# CSE 120 Principles of Operating Systems

**Fall 2021** 

Lecture 10: Paging Yiying Zhang

#### **Lecture Overview**

#### We'll cover more paging mechanisms:

- Optimizations
  - Managing page tables (space)
  - Efficient translations (TLBs) (time)
  - Demand paged virtual memory (space), next lecture

- Midterm grades to be released soon
- Homework 3 out
- Work on your project 2!

All problems in computer science can be solved by another level of indirection

**Butler Lampson** 

# All problems in computer science can be solved by another level of indirection



# but that usually will create another problem

David Wheeler

## **Summary:** Evolution of Memory Management (before paging)
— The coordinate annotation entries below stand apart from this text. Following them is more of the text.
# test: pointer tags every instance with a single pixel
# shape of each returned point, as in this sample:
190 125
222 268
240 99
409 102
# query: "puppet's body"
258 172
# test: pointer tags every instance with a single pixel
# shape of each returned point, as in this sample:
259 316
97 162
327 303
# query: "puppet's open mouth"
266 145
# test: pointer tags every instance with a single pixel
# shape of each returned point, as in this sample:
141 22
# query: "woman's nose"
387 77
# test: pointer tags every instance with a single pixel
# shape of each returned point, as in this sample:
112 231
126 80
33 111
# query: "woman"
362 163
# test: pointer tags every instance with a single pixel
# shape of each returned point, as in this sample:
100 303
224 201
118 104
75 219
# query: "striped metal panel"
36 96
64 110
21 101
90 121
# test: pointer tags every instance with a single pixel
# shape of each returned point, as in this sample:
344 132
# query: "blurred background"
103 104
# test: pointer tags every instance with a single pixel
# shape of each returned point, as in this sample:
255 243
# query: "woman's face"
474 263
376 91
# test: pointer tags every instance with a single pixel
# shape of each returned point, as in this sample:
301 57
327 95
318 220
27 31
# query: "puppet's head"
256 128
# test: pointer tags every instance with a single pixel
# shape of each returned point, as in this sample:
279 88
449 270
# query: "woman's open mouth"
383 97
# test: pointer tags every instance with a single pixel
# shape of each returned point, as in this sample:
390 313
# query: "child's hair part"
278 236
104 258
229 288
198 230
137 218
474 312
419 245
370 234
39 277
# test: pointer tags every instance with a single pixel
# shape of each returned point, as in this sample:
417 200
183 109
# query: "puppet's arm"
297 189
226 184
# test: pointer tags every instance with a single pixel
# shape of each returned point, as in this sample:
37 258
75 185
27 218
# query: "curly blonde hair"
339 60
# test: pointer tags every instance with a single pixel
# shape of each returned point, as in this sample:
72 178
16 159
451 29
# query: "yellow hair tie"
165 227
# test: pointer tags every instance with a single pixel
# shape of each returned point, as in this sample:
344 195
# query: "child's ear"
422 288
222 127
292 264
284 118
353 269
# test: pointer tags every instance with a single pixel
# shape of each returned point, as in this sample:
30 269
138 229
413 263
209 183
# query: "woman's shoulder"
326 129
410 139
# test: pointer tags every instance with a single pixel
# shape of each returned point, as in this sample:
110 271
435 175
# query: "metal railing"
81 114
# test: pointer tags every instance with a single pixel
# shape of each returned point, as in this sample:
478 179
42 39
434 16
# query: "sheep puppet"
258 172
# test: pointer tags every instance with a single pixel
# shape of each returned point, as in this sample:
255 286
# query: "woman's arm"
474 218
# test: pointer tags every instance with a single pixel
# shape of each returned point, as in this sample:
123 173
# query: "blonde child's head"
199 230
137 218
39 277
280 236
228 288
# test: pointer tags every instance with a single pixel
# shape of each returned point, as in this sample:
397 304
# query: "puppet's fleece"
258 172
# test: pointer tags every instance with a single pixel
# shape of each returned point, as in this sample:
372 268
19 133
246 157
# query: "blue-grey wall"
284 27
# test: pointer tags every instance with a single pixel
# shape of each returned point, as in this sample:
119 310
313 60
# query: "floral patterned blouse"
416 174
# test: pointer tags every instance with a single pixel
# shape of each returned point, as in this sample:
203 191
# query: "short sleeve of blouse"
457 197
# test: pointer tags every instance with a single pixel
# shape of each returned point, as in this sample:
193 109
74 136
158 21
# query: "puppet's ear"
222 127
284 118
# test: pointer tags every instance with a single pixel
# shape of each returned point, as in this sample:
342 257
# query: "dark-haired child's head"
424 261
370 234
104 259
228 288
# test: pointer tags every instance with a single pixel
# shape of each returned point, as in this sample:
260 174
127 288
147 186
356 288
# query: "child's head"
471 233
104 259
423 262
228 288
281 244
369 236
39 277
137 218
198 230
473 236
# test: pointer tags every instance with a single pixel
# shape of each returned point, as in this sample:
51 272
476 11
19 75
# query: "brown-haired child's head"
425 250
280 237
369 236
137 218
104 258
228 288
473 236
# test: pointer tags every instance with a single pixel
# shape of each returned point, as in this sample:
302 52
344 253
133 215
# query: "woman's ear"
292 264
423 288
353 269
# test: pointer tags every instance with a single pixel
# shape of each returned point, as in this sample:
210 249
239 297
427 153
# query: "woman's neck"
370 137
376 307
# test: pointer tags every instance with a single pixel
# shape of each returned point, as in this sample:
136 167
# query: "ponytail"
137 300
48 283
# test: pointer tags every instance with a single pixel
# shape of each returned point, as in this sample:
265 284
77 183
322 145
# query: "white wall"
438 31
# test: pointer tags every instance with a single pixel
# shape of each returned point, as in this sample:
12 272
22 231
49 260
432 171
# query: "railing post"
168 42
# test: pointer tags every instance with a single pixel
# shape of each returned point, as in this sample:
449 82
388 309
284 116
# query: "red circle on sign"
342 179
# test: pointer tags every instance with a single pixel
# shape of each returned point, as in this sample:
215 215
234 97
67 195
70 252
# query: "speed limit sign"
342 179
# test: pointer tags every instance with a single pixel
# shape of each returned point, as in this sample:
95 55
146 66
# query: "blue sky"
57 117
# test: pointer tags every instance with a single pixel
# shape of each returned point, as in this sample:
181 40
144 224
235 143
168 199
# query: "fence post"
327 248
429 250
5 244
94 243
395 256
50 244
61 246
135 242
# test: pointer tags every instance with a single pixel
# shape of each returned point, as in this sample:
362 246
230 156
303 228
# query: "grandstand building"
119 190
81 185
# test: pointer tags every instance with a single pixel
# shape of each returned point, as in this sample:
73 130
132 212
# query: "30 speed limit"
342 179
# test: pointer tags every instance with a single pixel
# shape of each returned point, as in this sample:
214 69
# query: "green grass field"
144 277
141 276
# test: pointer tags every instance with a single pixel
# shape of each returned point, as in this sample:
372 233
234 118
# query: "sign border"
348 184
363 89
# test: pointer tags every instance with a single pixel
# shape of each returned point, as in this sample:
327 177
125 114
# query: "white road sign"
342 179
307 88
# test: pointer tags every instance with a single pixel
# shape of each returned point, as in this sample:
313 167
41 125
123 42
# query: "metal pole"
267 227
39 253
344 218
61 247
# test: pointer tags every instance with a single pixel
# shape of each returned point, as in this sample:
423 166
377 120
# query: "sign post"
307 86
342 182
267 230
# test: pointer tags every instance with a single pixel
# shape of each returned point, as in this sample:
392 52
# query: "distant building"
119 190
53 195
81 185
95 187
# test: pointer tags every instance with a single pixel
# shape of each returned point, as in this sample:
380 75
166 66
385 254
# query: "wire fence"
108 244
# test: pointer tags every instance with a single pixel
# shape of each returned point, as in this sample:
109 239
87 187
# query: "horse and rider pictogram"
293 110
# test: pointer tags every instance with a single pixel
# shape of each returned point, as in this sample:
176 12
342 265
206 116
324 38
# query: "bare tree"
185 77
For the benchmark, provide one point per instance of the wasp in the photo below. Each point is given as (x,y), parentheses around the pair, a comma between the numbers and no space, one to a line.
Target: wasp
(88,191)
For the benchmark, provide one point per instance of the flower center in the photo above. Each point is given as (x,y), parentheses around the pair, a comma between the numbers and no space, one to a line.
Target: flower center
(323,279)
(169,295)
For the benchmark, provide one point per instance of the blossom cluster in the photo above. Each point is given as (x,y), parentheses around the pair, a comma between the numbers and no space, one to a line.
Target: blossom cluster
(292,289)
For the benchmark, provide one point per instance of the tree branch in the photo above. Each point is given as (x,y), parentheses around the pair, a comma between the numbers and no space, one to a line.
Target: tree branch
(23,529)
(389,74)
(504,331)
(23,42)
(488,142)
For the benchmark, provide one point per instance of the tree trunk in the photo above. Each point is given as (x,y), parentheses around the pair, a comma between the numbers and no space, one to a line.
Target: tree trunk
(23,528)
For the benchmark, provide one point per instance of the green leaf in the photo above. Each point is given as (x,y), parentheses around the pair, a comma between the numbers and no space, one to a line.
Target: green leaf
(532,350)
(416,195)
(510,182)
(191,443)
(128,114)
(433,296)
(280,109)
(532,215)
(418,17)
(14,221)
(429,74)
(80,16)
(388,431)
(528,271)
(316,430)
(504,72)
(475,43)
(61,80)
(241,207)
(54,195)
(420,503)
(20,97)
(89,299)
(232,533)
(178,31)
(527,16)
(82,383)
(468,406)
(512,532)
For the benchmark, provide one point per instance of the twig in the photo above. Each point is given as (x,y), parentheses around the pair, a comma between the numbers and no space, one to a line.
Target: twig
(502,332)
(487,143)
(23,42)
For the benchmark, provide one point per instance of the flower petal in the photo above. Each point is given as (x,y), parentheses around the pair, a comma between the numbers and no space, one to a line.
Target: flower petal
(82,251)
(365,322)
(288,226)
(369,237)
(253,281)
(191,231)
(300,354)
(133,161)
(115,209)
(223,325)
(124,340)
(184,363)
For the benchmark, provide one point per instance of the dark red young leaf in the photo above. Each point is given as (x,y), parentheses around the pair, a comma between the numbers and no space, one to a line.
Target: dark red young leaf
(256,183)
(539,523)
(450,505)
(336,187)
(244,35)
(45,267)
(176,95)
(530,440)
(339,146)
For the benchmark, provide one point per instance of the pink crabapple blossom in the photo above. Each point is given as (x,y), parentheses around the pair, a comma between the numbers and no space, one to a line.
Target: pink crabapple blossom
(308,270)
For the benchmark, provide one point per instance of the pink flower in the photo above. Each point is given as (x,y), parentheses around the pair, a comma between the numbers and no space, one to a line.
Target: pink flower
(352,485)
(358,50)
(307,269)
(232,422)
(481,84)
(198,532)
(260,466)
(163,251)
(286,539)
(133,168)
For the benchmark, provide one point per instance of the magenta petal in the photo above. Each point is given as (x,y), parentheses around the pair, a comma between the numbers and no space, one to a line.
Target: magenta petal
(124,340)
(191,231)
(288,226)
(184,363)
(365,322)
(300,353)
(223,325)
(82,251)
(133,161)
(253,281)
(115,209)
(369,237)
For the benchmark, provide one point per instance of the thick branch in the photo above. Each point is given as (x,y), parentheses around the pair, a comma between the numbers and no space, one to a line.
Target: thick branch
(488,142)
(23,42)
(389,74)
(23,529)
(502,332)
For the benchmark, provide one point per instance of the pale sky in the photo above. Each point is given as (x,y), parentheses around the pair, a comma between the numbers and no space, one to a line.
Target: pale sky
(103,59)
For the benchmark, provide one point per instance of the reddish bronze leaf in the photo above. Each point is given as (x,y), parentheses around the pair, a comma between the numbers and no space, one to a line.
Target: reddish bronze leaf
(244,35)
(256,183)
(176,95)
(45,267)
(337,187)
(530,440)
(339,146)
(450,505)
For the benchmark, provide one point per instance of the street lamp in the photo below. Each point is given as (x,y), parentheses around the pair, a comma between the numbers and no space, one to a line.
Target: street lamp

| Scheme                  | How                                    | Pros                                                      | Cons                                                 |  |
|-------------------------|----------------------------------------|-----------------------------------------------------------|------------------------------------------------------|--|
| Simple uniprogramming   | 1 segment loaded to starting address 0 | Simple                                                    | 1 process 1 segment No protection                    |  |
| Simple multiprogramming | 1 segment relocated at loading time    | Simple,<br>Multiple processes                             | 1 segment/process<br>No protection<br>External frag. |  |
| Base & Bound            | Dynamic mem relocation at runtime      | Simple hardware,<br>Multiple processes<br>Protection      | 1 segment/process,<br>External frag.                 |  |
| Multiple<br>segments    | Dynamic mem relocation at runtime      | Sharing, Protection, multi segs/process cture 10 - Paging | More hardware,<br>External frag.                     |  |

#### [lec9] The Big Picture



#### [lec9] Paging

 Paging solves the external fragmentation problem by using fixed sized units in both physical and virtual memory



#### [lec9] Paging

- Translating addresses
  - Virtual address has two parts: virtual page number and offset
  - Virtual page number (VPN) is an index into a page table
  - Page table determines page frame number (PFN)
  - Physical address is PFN::offset ("::" means concatenate)
- Page tables
  - Map virtual page number (VPN) to page frame number (PFN)
    - » VPN is the index into the table that determines PFN
  - One page table entry (PTE) per page in virtual address space
    - » Or, one PTE per VPN

#### [lec9] Paging



- Context switch
  - similar to the segmentation scheme

- Pros:
  - easy to allocate memory
  - easy to swap
  - easy to share

#### [lec9] Paging Example

- Pages are 4K
  - 4K → offset is 12 bits → VPN is 20 bits (2<sup>20</sup> VPNs), assuming
     32bit system
- Virtual address is 0x7468
  - Virtual page is 0x7, offset is 0x468 (lowest 12 bits of address)
- Page table entry 0x7 contains 0x2
  - Page frame number is 0x2
  - Seventh virtual page is at address 0x2000 (physical page 2)
- Physical address = 0x2000 :: 0x468 = 0x2468

#### **Summary so far**

- Virtual memory
  - Processes use virtual addresses
  - Hardware translates virtual address into physical addresses with OS support
- Evolution of techniques
  - Single, fixed physical segment per process (no virt mem)
  - Single segment per process, static relocation (no virt mem)
  - Base-and-bound dynamic relocating whole process
  - Segmentation multiple (variable-size) segments with dynamic relocation
  - Paging small, fixed size pages

#### **Page Tables**

- Page tables completely define the mapping between virtual pages and physical pages for an address space
- Each process has an address space, so each process has a page table
- Page tables are data structures maintained by the OS

   (and accessed by hardware)
   Physical Memory



#### Page Table Entries (PTEs)

| 1 | 1 | 1 | 3    | 20                |
|---|---|---|------|-------------------|
| M | R | V | Prot | Page Frame Number |

- Page table entries control mapping
  - The Modify bit says whether or not the page has been written
    - » It is set when a write to the page occurs
  - The Reference bit says whether the page has been accessed
    - » It is set when a read or write to the page occurs
  - The Valid bit says whether or not the PTE can be used
    - » It is checked each time the virtual address is used
  - The Protection bits say what operations are allowed on page
    - » Read, write, execute
  - The page frame number (PFN) determines physical page

# Paging implementation – how does it really work?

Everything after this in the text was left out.